Wildlife & Biodiversity

Body parts of hundreds of tigers seized between 2016 and 2018

Around 150 seizures were made from countries across the world, even from those that are not home to tigers

 
By Ishan Kukreti
Last Updated: Friday 01 February 2019
Tiger wine
Tiger wine being sold in Myanmar. Credit: Wikimedia Commons Tiger wine being sold in Myanmar. Credit: Wikimedia Commons

 

This story was first published on January 29. It has been corrected to remove references to the number of seizures in different countries

Body parts of hundreds of tigers were found in over 150 seizures across various countries of the world, including those that are not part of the big cat’s home range.

This is according to data compiled from various media reports and other sources by global non-governmental organisation, TRAFFIC.

"This data is preliminary and needs verification from the countries. Once that entire process is done, the final dataset will be out," said James Compton, Senior Director – Asia-Pacific, TRAFFIC.

The maximum number of seizures were made in India, Indonesia and Vietnam. Seizures were also made in countries which are not the home ranges of tigers, like Mexico, where the tiger parts were in the process of being sent to the United States, according to Compton.

“Poaching is dependent on the demand for tiger parts and in recent years, it has been increasing. Therefore, it is essential to reduce the market for tiger parts through effective law enforcement in order to bring down poaching,” Compton said in a presentation made at the 3rd Stock Taking Conference on Tiger Conservation in New Delhi on January 29.

The conference was organised to discuss the issues related to the implementation of the Global Tiger Recovery Program, launched after 13 tiger range countries agreed to the St Petersburg Declaration in 2010. It was resolved in the declaration to double tiger numbers across their range by 2022. The conference was hosted by the National Tiger Conservation Authority (NTCA) and Union Ministry of Environment, Forest and Climate Change in close collaboration with the Global Tiger Forum which is an international, inter-governmental organisation for conserving tigers across the world.

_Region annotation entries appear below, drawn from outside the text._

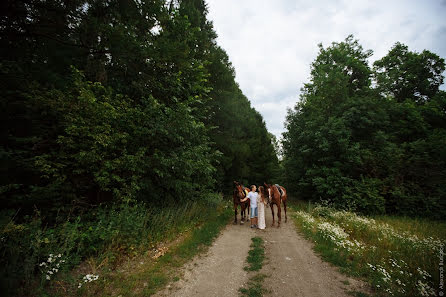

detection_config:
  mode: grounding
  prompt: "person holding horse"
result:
[240,185,259,228]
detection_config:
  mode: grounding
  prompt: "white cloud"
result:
[207,0,446,138]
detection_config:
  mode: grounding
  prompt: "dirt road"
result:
[156,208,367,297]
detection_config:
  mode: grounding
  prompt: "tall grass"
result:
[295,205,446,296]
[0,195,222,295]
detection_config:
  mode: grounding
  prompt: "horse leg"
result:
[240,204,245,225]
[271,203,274,227]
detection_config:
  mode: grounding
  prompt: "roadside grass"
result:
[293,203,446,296]
[239,237,267,297]
[78,200,232,297]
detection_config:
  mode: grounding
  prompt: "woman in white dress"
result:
[257,186,266,230]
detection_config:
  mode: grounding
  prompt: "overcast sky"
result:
[207,0,446,138]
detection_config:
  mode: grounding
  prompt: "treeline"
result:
[283,36,446,219]
[0,0,278,221]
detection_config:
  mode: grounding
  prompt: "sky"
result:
[207,0,446,139]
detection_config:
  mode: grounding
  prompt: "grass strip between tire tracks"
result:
[239,237,267,297]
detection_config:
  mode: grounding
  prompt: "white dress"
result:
[257,198,266,229]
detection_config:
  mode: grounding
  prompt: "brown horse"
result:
[263,183,288,227]
[232,181,250,225]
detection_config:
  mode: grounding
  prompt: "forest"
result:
[0,0,278,292]
[283,35,446,219]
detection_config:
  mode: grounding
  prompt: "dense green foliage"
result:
[0,0,278,292]
[283,36,446,218]
[0,0,277,213]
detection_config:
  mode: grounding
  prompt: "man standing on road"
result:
[240,185,259,228]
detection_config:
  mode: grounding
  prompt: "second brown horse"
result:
[263,183,288,227]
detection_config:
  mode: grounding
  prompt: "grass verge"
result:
[239,237,267,297]
[294,205,446,296]
[78,202,232,297]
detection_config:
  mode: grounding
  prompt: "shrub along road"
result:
[152,209,368,297]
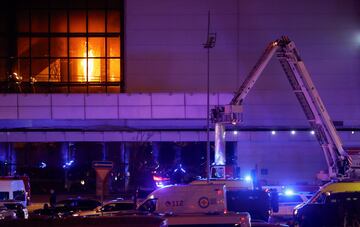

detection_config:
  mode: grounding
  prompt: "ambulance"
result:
[0,179,27,207]
[137,184,250,227]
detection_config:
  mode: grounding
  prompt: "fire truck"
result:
[211,36,360,181]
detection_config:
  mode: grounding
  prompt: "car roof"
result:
[104,200,134,206]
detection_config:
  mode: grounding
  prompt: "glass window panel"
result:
[70,85,87,93]
[31,59,49,82]
[69,10,86,32]
[49,0,68,9]
[108,0,123,9]
[31,10,49,32]
[14,0,32,9]
[31,0,48,9]
[0,37,8,57]
[0,58,7,81]
[50,58,69,82]
[107,10,121,32]
[50,10,67,32]
[16,10,30,32]
[0,9,11,33]
[31,38,49,57]
[17,37,30,57]
[50,38,68,57]
[88,0,107,9]
[49,58,63,82]
[107,85,120,93]
[70,38,86,57]
[107,37,121,57]
[89,85,105,93]
[69,58,86,82]
[108,59,120,82]
[88,10,105,32]
[60,59,69,82]
[70,0,87,9]
[86,58,105,82]
[88,38,105,57]
[15,59,30,81]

Known hot spots for illegal trade in tiger parts include the Indo-Nepalese border, South India, Central India, Mekong-China, Indonesia-China and Russia-China. Due to lack of centralised data across tiger range countries, it is difficult to enforce laws, according to Tilotama Varma, Additional Director, Wildlife Crime Control Bureau of India.

“It is really difficult to get data from Southeast Asian countries and China. If we had a centralised data bank, the illegal trade could be curbed,” she said, emphasising on the need for more cross-country cooperation between countries where there is high demand for tiger parts as well as countries which are home to tiger population.